Memory-Mapped Cache Backend#

New in version 3009.0.

Salt's default cache backend (localfs) stores every entry as a file under cachedir. On large fleets that turns into millions of inodes, slow directory scans (salt-key -L, target matching by grain or pillar) and high syscall overhead on every store/fetch.

The mmap_cache family of backends replaces that file-per-entry layout with a single memory-mapped hash-table file per bank, plus a segmented heap for variable-size values. Reads become memory-bandwidth-bound; writes become one mmap index store plus one heap append.

Two backends ship together:

  • mmap_cache — generic key/value store, drop-in for localfs via the master cache setting.

  • mmap_key — specialised for the master's minion-key store (keys and denied_keys banks), wired through the keys.cache_driver master setting.

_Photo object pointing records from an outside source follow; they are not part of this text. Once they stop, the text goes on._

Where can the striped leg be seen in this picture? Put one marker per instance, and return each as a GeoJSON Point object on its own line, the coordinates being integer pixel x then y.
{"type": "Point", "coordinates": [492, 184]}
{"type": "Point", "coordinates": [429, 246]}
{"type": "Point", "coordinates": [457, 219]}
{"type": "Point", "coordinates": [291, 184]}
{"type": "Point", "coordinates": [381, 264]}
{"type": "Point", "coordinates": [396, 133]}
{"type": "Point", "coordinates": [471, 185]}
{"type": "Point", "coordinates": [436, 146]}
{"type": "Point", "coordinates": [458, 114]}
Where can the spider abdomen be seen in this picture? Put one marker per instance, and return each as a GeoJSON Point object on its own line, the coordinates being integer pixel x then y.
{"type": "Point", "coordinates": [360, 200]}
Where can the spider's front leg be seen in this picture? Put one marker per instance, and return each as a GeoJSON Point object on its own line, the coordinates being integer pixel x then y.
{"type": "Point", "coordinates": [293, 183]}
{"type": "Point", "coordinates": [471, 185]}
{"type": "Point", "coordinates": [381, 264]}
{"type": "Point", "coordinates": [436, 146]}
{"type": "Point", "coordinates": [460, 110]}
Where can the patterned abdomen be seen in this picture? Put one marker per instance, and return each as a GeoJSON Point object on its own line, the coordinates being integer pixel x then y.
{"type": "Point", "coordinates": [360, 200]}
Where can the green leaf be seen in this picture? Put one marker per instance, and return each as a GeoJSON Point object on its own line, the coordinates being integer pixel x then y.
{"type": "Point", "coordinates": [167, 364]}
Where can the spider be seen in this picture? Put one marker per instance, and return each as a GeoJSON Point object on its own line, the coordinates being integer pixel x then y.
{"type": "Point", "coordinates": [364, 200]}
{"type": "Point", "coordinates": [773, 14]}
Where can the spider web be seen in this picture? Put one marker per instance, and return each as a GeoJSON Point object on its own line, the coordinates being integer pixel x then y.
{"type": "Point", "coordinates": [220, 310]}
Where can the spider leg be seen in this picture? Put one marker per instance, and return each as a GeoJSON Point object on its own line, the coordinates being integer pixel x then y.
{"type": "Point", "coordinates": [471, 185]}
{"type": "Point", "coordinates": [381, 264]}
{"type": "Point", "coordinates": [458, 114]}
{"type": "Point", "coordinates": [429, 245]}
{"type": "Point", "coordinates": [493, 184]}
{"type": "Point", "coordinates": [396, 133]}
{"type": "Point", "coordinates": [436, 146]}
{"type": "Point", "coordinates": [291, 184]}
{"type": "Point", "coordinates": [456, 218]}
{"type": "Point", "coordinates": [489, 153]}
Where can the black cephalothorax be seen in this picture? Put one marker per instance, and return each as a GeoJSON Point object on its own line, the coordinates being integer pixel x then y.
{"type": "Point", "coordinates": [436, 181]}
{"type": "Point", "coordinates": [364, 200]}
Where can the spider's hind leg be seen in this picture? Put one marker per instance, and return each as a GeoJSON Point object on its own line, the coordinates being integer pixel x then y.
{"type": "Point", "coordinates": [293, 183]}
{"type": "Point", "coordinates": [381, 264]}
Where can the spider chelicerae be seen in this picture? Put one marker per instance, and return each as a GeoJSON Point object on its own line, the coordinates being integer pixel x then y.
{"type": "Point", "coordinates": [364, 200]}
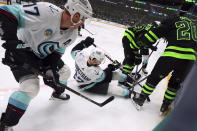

Both share the same salt.utils.mmap_cache.MmapCache index/heap/roster implementation, so the performance and durability properties below apply to either.

When to switch#

Switch to mmap_cache when one or more of these is true on the master:

  • salt-key -L takes seconds (or longer) to enumerate accepted keys.

  • Targeting by grain or pillar (salt -G, salt -I) noticeably stalls before publishes go out.

  • The cache directory holds tens of thousands of files and ls / find against it is painful.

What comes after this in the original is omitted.